One thing they share in common is a tendency to mildly dilate the pupils. This is rarely a problem, but if you have been told you have "Narrow Angles" or are susceptible to angle closure glaucoma it can be a concern. Farsighted patients have smaller drainage angles for the fluid inside the eye to escape back into the general circulation. With age, the lens inside the eye grows and moves forward, further restricting the drainage channels. When you enter into a dark room or movie theater the pupil naturally dilates also. When diluted, the colored tissue known as the iris bunches up it's outside edges. This thickens right at the location where the fluid is supposed to drain out. In a normal eye there is plenty of extra space to compensate for this but eyes with narrow angles start to be blocked by the bunched up iris tissue. Occasionally, the drain can be completely blocked and since fluid is being produced in the eye the pressure skyrockets up.

Usually these results in an acute attack of a very painful, blurry red eye with nausea and headaches. Drugs like Prozac in a rare handy cases have been known to push this process over the edge and precipitate angle closure glaucoma attacks. While very illegally, if you have narrow angles you should be aware of this, since this form of glaucoma is curable with early treatment.

The other possibility from this category of drugs is a transient rise in eye pressure for several weeks (although some cases report drops in pressure). If you have just started Prozac or a similar drug and your eye pressure readings are a little high, discuss this with your optometrist and have the pressures retested in 2-3 weeks. There is usually a return to normal if it is a mild medication induced increase. A retest in a few weeks could save you money on unnecessary treatment and testing.

One of the anti convulse-ant drugs used to treat epilepsy, migraines and depression has also been documented to cause angle closure glaucoma in a small number of patients. This tend to occur in the first few months and there are not necessarily predisposing factors.

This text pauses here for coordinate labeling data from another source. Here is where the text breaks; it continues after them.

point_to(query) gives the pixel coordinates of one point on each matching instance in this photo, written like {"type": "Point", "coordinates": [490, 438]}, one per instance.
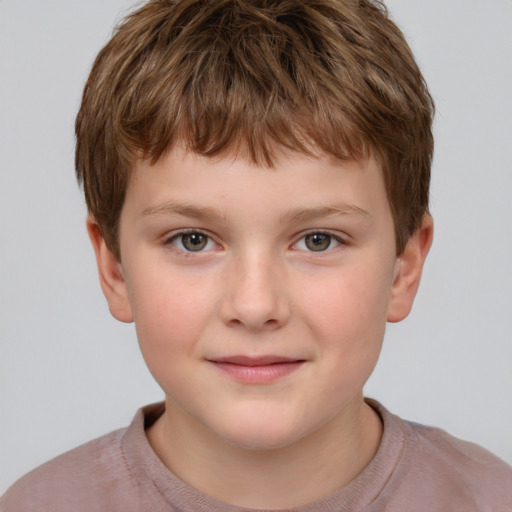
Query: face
{"type": "Point", "coordinates": [260, 296]}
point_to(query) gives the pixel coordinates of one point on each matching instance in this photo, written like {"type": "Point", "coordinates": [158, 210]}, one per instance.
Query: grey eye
{"type": "Point", "coordinates": [194, 242]}
{"type": "Point", "coordinates": [318, 241]}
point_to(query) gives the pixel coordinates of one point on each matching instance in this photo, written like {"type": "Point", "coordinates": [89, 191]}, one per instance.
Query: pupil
{"type": "Point", "coordinates": [318, 242]}
{"type": "Point", "coordinates": [194, 242]}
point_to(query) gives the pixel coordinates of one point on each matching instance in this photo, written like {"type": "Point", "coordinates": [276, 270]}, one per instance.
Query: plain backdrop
{"type": "Point", "coordinates": [69, 372]}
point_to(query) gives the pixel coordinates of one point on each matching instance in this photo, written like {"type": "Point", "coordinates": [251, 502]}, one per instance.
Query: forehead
{"type": "Point", "coordinates": [181, 181]}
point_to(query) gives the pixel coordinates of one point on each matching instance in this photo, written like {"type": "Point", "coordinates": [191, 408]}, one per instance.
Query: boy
{"type": "Point", "coordinates": [257, 180]}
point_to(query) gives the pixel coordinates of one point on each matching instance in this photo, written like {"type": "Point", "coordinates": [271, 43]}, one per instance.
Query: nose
{"type": "Point", "coordinates": [255, 294]}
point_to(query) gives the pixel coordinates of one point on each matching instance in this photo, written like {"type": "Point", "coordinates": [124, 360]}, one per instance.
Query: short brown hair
{"type": "Point", "coordinates": [247, 76]}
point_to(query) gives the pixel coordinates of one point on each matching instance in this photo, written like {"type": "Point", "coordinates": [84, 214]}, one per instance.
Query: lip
{"type": "Point", "coordinates": [256, 370]}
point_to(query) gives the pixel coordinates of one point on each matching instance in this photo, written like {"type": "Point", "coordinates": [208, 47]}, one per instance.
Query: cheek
{"type": "Point", "coordinates": [170, 313]}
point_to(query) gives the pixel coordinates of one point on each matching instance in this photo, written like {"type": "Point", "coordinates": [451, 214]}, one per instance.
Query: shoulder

If you start having eye symptoms shortly after starting one of these medications notify your doctors immediately. Finally, be happy that we have treatments that have such better safety profiles than the prior generation.

Natural Myopia Cure – How to Cure Myopia Without Surgery

Myopia is a nearsighted condition where the eyes have become accustomed to near object and thus sees objects that are far away in a blurred manner. There are many ways people can try to find a myopia cure. One of the most common ways people choose to cure it is through glasses or surgery. Even though these are common, they may not necessarily be for everyone.

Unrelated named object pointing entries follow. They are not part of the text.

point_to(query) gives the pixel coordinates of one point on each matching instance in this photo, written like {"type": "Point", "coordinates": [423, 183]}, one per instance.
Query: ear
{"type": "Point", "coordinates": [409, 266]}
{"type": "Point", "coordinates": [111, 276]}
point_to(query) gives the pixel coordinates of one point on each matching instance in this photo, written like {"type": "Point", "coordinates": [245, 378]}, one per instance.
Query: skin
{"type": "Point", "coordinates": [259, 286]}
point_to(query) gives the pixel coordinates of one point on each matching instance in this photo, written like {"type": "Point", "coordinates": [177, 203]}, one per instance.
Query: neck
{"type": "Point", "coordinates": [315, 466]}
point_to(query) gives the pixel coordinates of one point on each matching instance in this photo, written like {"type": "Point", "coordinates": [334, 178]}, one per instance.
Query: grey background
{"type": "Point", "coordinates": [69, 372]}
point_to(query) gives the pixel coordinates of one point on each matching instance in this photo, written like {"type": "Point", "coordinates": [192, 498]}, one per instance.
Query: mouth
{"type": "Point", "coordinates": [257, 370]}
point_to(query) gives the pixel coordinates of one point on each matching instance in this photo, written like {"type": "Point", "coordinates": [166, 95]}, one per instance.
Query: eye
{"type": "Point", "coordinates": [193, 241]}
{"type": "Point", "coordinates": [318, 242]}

Glasses can be bothersome and sometimes expensive. They also are not a cure, but just a means of being able to see well. When you don’t wear them you have bad vision. It may also be the case that glasses can even worsen your vision over time. For surgery, the common issue is that it can be risky and expensive. There are also natural ways to improve your eyesight.

One way many people have attempted to find a myopia cure is through exercises. Some exercises involve you rolling your eyes side to side and up and down. This is an attempt to stimulate blood flow to the eyes. This has to be repeated for a long period for it to have even the slightest effect. Some people have received positive results so it is worth a try.

Another common solution is to take a bilberry extract supplement. It has been shown to prevent macular degeneration and is also believed to help with night vision problems. It also improves the overall health of your eye sight because of its vitamin levels. Bilberry is a fruit that is similar to a blueberry.

Another manner by which you can cure myopia is by relaxing your eyes after reading or staring at the t v or computer. After 30 minutes of nearsighted work, stare at a wall in the distance for at least 5 minutes. This will relax your eyes. Myopia cure through relaxation is very easy and free.

Mario Santos has been working as an eye wellness expert for years and has helped hundreds of people who have eyesight problems.